Mutlak Cemal’e karşı bağrı yanık, vuslata müştak, vefa deryası, sefa membaı, zamanın beyi Utbe b. Gulam, gönül ehli olup fevkalade nurani idi. Bütün dillerde övülmüştü. Bir zamanlar Dicle’nin kenarında giderken ayağını suya bastı ve yürüdü gitti. Nehir sahilinde bulunan Hasan-ı Basri [k.s] bu işe şaştı ve “Bu dereceyi ne ile buldun?” diye bağırdı. Utbe b. Gulam[k.s.] “Otuz yıldan beri sen emredileni yapmaktasın, ben ise irade edileni.” diye seslendi. Bu sözü ile içinde bulunduğu rıza ve teslimiyet haline işaret etmişti.
Tövbe etmesinin nedeni şu idi: İlk zamanlarda bir kadına bakıyordu. O yüzden gönlünde bir zulmet peyda oldu, sevdaya düştü. Durum, o kadına haber verilince, “Benim neyimi sevmiş?” diye sordu. Gözünü, dediler. Kadın derhal gözünü çıkardı, bir tabağa koydu, Utbe’nin yanına götürdü ve “Baktığın şey işte bu, al ve gör.” dedi. Bunun üzerine Utbe[k.s.] gaflet uykusundan uyandı ve tövbe etti. Hasan-ı Basri’nin[k.s.] hizmetine girdi. Öyle bir mertebeye ulaşmıştı ki arpasını bizzat kendi eliyle eker, biçer, döver, un haline getirir, yoğurur, güneşte kuruturdu. Haftada ancak bir tanesini yerdi. Hep ibadetle meşgul olur ve ‘Haftada birden fazla abdesthaneye gidersem, Kiramen Kâtibin’den utanırım.’ derdi.
Havaların çok soğuduğu bir gün Utbe’yi[k.s.] görmüşlerdi. Üzerinde sadece bir gömlek olduğu halde duruyor ama bedeninden su gibi ter akıyordu. ‘Bu ne hâl böyle?’ diye soranlara şöyle anlattı: Vaktiyle bir cemaat misafir olarak bana gelmişti. Elimi yıkamak için komşunun şu duvarından bir parça toprak almıştım. Ne vakit bu duvarın yanına varsam, mahcubiyet ve nedametten benden bu kadar ter akar.
Gerçi helalde ettirmiştim ya!
Abdülvahid b. Zeyd’e, ‘Nefsiyle meşgul olduğu için halk ile meşgul olamayan birini hiç gördün mü?’ diye sordular.

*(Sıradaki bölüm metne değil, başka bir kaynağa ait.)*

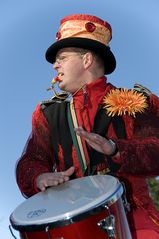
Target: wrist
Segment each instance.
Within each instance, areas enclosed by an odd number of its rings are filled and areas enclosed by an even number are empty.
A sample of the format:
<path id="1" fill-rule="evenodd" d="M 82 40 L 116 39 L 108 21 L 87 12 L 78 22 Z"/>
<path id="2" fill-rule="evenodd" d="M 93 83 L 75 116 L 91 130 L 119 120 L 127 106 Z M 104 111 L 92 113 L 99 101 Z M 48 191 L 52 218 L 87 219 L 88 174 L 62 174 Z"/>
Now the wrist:
<path id="1" fill-rule="evenodd" d="M 109 139 L 108 141 L 112 147 L 112 152 L 108 156 L 113 157 L 118 153 L 118 147 L 112 139 Z"/>

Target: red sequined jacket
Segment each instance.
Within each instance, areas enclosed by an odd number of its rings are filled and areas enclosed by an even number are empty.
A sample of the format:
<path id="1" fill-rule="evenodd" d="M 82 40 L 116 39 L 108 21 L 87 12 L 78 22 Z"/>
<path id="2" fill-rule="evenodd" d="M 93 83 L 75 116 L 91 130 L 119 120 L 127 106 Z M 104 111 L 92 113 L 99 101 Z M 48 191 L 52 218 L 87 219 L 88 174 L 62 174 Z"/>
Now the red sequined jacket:
<path id="1" fill-rule="evenodd" d="M 84 104 L 83 91 L 74 96 L 74 106 L 78 124 L 91 131 L 94 118 L 103 97 L 113 86 L 102 77 L 86 86 L 87 100 Z M 127 139 L 118 139 L 112 125 L 109 125 L 107 136 L 112 138 L 119 149 L 120 157 L 113 157 L 114 163 L 120 165 L 116 173 L 126 186 L 127 198 L 131 205 L 128 213 L 130 226 L 134 229 L 150 228 L 159 232 L 159 213 L 153 206 L 147 185 L 148 177 L 159 175 L 159 99 L 151 94 L 149 109 L 137 118 L 123 117 Z M 17 163 L 17 183 L 23 195 L 30 197 L 38 192 L 35 185 L 37 176 L 51 172 L 55 166 L 54 154 L 51 148 L 48 122 L 38 105 L 32 117 L 32 134 L 24 152 Z M 84 143 L 85 145 L 85 143 Z M 89 157 L 84 146 L 87 162 Z M 62 147 L 58 147 L 60 164 L 58 171 L 65 170 Z M 78 163 L 74 146 L 72 158 L 75 166 L 75 176 L 81 177 L 82 171 Z M 104 172 L 106 166 L 99 165 L 98 171 Z"/>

“Evet, böyle birini tanıyorum, bu zât şimdi kapıdan içeri girecek.” dedi ve o anda Utbe[k.s.] içeri girdi. Utbe b. Gulam’a[k.s.] soruldu: “Yolda giderken kimi gördün?” “Hiç kimseyi.” dedi. Hâlbuki yolu pazardan geçiyordu.
Naklederler ki; yemek yemediği, su içmediği hiçbir zaman yoktur ki gıdasının az olduğunu gören annesi ona: “Nefsine rıfk ile muamele et!” dememiş olsun. Annesine şu cevabı verirdi: Anneciğim ben de onun rahatını istiyorum. Birkaç gün bela ve çile çekecek ama ebedî olarak rahat edecek!
Naklederler ki; rüyada gördüğü bir huri ona: “Ben sana aşığım, bizi birbirimizden ayıracak bir işi sakın yapma diye hitap etmiş, o da ‘Ahirette seni görene kadar dünyayı üç talakla boşadım, bir daha da asla ona dönmeyeceğim, diye karşılık vermişti.
Kış günleri oturulan evin alt katında iken, biri ona geldi ve “Halk senin halini benden soruyor, bana kerametinden olmak üzere bir şey göster de göreyim.” dedi. O da “Ne istiyorsun, diye sordu.”Yaş hurma.” dedi. Derhal ona bir sepet taze hurma verdi. Hâlbuki mevsim kıştı.
Naklederler ki Muhammed b. Semmak ve Zünnun, Rabia’nın yanında bulunurlarken, yeni bir gömlek giymiş olan Utbe b. Gulam[k.s.] böbürlenerek içeri girdi. Muhammed b. Semmak[k.s.]: “Bu ne yürüyüş böyle!” dedi. Utbe b. Gulam[k.s.]: “Nasıl böbürlenerek yürümem ki benim adım Gulam-i Cebbar’dır. Cebbarìn kuluyum, Kahhar olan Allah (c.c) gibi bir efendim var! dedi. Bu sözü söyler söylemez yere düşüverdi. O an ruhunu teslim etmiş.